It has been observed that the increases in the prevalence of allergies throughout the world may be related to the increasingly cleaner environment and the relative availability of anti-microbials (e.g. antibiotics). Indeed the “Hygiene Hypothesis” suggests that the prevalence of allergic diseases is inversely associated with the prevalence of infectious diseases [12]. For example, certain viral [13], bacterial [14] and protozoan [15] infections are thought to be associated with protection from allergic diseases in both humans and experimental models. In addition, there is even more compelling evidence that helminth (worm) infections can also prevent the development of atopic diseases (reviewed in [16]). Interestingly, while viral, bacterial and protozoan infections can skew the immune response away from a Th2-dominated CD4+ T cell response – which underlies the development of allergy – acute (or early) helminth infection, in contrast, can favor Th2 responses with production of IL-4, IL-5 and IL-13 and large amounts of pro-allergenic IgE [17]. This early, type-2 dominated immune response [18], [19], [20] is likely to promote rather than attenuate atopy.

Immunological cross-reactivity among common allergens and helminth protein homologues has also been shown to contribute to the allergic sensitization that has been associated with acute helminth infection [21]. Indeed, there is clearly IgE cross-reactivity among helminth and aeroallergenic tropomyosins felt to reflect molecular and structural similarities. For example, IgE cross-reactivity has been demonstrated between helminth (e.g. filarial and Ascaris) tropomyosins and the tropomysoins of mites (Der p 10) [22], [23] and cockroaches (Bla g 7) [24]. In addition, cross-reactivity between cockroach glutathione-S transferase (GST; Bla g 5) and filarial GST of Wuchereria bancrofti has also been shown to occur [25].

The extensive number of homologues found between helminth proteins and allergens has led to the speculation that these similarities may underlie the allergenicity of IgE-inducing proteins [26]. This elegant hypothesis proposes that Th2-dominated immune responses have evolved to control helminth infection, but, because of molecular mimicry, the host also may become hyperresponsive to innocuous environmental proteins (allergens) leading to clinically apparent allergic disease [26]. This suggests that the “allergenicity” of some common allergens is a bystander effect that evolved as a consequence of natural immune responses to helminth antigens. Remarkably, structural homology is indeed involved in the allergenicity of Der p 2, a major house dust mite allergen that belongs to the same protein family of humans (MD2 protein) [27] and helminths (ML proteins).

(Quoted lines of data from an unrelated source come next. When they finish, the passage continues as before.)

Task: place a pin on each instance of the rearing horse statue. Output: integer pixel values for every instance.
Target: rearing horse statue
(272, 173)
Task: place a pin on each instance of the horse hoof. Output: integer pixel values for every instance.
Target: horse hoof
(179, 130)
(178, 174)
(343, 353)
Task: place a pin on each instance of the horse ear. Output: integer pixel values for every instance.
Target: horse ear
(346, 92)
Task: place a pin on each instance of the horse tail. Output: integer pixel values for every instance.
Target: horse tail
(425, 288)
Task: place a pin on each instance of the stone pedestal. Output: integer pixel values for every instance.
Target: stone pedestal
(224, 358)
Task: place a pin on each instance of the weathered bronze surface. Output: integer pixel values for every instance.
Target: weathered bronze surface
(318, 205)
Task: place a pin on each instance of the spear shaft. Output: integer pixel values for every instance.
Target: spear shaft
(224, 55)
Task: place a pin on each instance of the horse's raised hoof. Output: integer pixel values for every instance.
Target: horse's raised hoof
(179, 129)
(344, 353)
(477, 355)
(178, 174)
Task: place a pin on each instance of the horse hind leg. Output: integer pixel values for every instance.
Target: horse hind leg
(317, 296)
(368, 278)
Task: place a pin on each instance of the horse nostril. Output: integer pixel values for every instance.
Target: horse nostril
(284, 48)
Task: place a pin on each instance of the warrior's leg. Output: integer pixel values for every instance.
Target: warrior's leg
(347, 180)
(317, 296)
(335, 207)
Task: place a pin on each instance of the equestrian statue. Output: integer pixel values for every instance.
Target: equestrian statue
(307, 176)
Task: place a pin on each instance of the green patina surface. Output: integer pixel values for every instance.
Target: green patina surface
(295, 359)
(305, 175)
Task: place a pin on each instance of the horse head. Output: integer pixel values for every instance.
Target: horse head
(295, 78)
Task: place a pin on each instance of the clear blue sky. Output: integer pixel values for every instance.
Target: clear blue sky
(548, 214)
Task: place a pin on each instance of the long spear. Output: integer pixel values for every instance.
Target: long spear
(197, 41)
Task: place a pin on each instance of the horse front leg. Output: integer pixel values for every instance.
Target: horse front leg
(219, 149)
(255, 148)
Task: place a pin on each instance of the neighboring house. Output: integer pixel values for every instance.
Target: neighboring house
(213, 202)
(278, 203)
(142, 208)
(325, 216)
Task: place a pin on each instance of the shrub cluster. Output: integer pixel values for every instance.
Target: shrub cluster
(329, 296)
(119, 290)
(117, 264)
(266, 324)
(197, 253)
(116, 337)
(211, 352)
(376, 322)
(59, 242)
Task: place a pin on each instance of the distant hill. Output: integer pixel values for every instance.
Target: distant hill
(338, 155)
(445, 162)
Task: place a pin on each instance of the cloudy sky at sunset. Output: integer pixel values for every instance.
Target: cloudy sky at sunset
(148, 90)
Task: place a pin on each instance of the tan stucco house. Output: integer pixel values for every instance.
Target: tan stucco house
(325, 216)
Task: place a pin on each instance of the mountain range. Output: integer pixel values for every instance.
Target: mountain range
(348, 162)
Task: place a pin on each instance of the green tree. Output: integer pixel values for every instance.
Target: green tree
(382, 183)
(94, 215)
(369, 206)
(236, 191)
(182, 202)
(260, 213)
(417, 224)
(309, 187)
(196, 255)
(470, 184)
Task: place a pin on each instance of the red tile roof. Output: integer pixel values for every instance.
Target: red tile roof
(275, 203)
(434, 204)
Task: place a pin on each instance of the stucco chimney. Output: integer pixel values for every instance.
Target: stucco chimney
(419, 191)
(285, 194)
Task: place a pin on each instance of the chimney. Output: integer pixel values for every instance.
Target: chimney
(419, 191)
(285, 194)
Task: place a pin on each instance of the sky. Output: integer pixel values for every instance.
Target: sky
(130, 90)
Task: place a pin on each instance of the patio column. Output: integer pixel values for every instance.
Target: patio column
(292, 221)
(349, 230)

The relative structural similarity of allergens with self-proteins have also been regarded as a factor underlying allergenicity [28], [29] either by interfering with specific host immune pathways [27] or by failing to induce “strong Th1 polarization” [29]. Although multiple mechanisms of allergic sensitization have been proposed [6], molecular mimicry – either with proteins of microbial pathogens (particularly by helminths) or of humans– seems to be a general unifying hypothesis to explain allergenicity [26], [28], [29].

Therefore, having systematic analyses of parasites and other microorganisms that could mimic (at a molecular level) allergens could allow for insight into potential mechanisms by which allergencity is conferred. To this end, we performed a comprehensive study of 499 molecularly-defined allergens and their structural relationship to predicted proteins of prototypical pathogens from which whole genome data were available so as to search for “allergen homologues” among the microbial genera. While our initial goal was to examine solely the helminth/allergy interface (e.g. Brugia malayi, Loa loa, Wuchereria bancrofti and Schistosoma mansoni), we broadened the analysis to include four protozoan, four bacterial and three fungal genomes in large part to understand the distinction between Th2-inducing organisms/proteins and those derived from organisms that more consistently induce Type-1 and Type-17 immune responses. This analysis enabled us to address if allergenicity is related to: a) structural similarities to helminth (Th2-inducing) or fungal (Th17-inducing) organisms that have many allergenic proteins; b) structural dissimilarities to proteins of protozoan or bacterial (Th1 inducing) organisms; or c) structural relatedness to human proteins. Our results suggest that immunogenicitybased on structural differences with human proteins is a major force driving the immune response to allergens.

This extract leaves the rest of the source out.